Detect when the failure happens and retry
Sometimes it’s possible for the code itself to immediately recognize when the intermittent problem has occurred. This is common when calling external APIs which occasionally fail; either the API returns an error code and message, or a timeout occurs. Sometimes the intermittent failure can be overcome by having the code retry the operation which failed. Often retries are done with an exponential backoff delay, i.e. waiting an amount of time that increases exponentially to give the external system more time to recover so that the next operation succeeds.
This approach may not work due to the nature of the operation which fails. If it is a read-only operation, then it is usually worth a try. But if the operation writes data, or changes state, then it is much harder to retry, because you first have to determine where in the write process or state updating process the failure occurred; a partial write or update may have been done. It may not always be possible to retry an intermittent failure.

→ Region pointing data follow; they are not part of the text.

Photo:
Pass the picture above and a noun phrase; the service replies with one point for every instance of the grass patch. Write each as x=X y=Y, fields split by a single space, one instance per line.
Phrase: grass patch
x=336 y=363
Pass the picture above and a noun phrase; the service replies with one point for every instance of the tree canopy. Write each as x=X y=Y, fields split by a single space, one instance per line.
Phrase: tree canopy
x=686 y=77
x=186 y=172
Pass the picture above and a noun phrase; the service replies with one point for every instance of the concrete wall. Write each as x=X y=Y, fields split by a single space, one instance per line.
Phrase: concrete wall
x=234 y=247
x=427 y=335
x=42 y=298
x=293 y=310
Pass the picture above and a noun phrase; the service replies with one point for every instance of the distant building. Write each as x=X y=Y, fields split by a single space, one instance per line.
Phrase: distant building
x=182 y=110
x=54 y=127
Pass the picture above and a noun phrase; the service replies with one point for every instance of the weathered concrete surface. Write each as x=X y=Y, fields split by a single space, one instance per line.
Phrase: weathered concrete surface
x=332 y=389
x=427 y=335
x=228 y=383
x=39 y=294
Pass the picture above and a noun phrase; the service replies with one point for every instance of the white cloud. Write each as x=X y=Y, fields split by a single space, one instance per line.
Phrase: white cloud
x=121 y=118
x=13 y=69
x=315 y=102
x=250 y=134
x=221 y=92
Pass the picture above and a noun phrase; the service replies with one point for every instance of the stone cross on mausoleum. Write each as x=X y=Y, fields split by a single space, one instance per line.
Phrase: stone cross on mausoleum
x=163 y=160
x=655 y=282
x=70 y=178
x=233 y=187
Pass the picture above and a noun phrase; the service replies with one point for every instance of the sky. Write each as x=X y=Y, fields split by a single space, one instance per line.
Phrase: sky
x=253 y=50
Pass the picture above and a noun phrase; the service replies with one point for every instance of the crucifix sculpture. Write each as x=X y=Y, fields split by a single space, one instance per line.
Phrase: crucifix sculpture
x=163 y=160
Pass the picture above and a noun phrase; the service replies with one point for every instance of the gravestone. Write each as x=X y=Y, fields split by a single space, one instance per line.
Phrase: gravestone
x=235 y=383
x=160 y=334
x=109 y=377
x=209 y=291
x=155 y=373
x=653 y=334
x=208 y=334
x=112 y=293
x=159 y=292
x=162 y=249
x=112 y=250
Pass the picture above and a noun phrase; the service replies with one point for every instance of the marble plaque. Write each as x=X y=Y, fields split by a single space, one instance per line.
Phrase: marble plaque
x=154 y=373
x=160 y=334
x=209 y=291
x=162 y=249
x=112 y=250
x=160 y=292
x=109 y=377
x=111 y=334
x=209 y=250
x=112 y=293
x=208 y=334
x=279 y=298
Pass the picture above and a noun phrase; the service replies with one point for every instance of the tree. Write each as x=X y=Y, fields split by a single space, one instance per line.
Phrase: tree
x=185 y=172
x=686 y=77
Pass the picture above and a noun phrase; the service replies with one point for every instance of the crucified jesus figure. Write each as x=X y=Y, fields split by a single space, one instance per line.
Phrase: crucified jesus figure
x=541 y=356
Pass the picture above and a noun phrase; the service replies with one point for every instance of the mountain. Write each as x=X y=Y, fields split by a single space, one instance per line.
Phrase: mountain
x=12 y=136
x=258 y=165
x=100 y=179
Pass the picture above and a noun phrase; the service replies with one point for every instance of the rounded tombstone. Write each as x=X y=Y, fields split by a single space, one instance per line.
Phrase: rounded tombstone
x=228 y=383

Detect the failure later and repair the state
Sometimes it is not possible to detect and fix the problem in real time, but it can be done later, if the input data is still available. This is actually a somewhat common approach when dealing with databases: you write a “database consistency” job which scans the database and fixes missing data or inconsistent state information, and then run this job every hour, day, or week. Some may consider this to be giving up, but it may be the most cost effective way of solving the problem.
Try a completely different approach
Usually the intermittent problem can be isolated to a particular section of the code. One possible solution may be to rewrite this section of code by taking a completely different approach. Maybe the ordering of events can be changed, or the code can be rewritten in a pure functional style, or a different methodology can be implemented for code which runs concurrently. If there is a reliance on an external library, and a suspicion that the problem may reside in that library, replacing the library may actually be the true solution to the problem. This tactic may take a while to implement, and may not solve the problem, so these downsides need to be considered before embarking on this path.
Live with it
Not every problem makes economic sense to resolve. If the impact of the problem is minor, and it cannot be found and fixed after spending some time trying the various approaches described above, it might be best just to live with the deficiency. There may be other bugs or new features which users would prefer to see addressed with the time that would otherwise be spent solving the intermittent problem.